The important role of phosphorylation of CPI-17 at threonine 38 on vascular smooth muscle contraction and maintain normal blood pressure using CPI-17 genetically modified mice

Abstract

Background: CPI-17, an endogenous myosin phosphatase inhibitory protein(Protein kinase C activated phosphatase inhibitor), is considered a key molecule for Ca2+-sensitization of contractile apparatus. However, it is still unclear how CPI-17 plays an important role for blood pressure regulation in vivo. Here, we successfully generated CPI-17 KO mice (KO) and phospho-inactive mutant CPI-17 at threonine 38 to alanine knocked-in mice (TA) using CRISPR/Cas 9 system.
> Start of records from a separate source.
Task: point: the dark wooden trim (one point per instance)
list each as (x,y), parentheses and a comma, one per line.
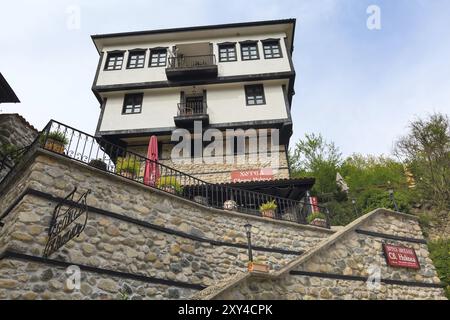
(144,224)
(100,118)
(279,48)
(390,236)
(364,279)
(99,65)
(249,42)
(187,83)
(141,95)
(247,87)
(137,50)
(119,274)
(196,28)
(227,44)
(258,124)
Aim: We tried to clarify physiological functions of CPI-17 on vascular contractility and blood pressure using these genetically modified mice. Methods: Smooth muscle contraction of isolated thoracic aorta was isometrically measured. Phosphorylations of Myosin light chain (MLC), CPI-17 and MYPT1 were measured by Western blot. Mean blood pressure (MBP) was measured by telemetry system. Results: High concentration of KCl (High K+)-induced contractions and MLC-phosphorylation were not different in the aorta isolated from wild-type (WT), KO and TA mice. Phorbol 12, 13-dibutyrate (PDBu) induced a sustained contraction in WT aorta with significant increment of phosphorylation of CPI-17 and MLC, whereas no contraction showed in TA and KO aorta. Phenylephrine (PE)-induced contraction in WT aorta was significantly stronger than KO and TA aorta in accordance with changes in MLC phosphorylation. The phosphorylation level of MYPT1 at T853 was tended to increase in WT, KO and TA aorta, when the muscle was stimulated with PE. The phosphorylation level of MYPT1 at T696 was phosphorylated even in the resting state and did not change by stimulation with PE in WT, KO and TA aorta. MBP was significantly decreased in KO and TA mice even with a compensatory increase in heart rate. Conclusion: Phosphorylation of CPI-17 at threonine 38 was essential for force generation of vascular tissue and maintenance of physiological blood pressure in vivo.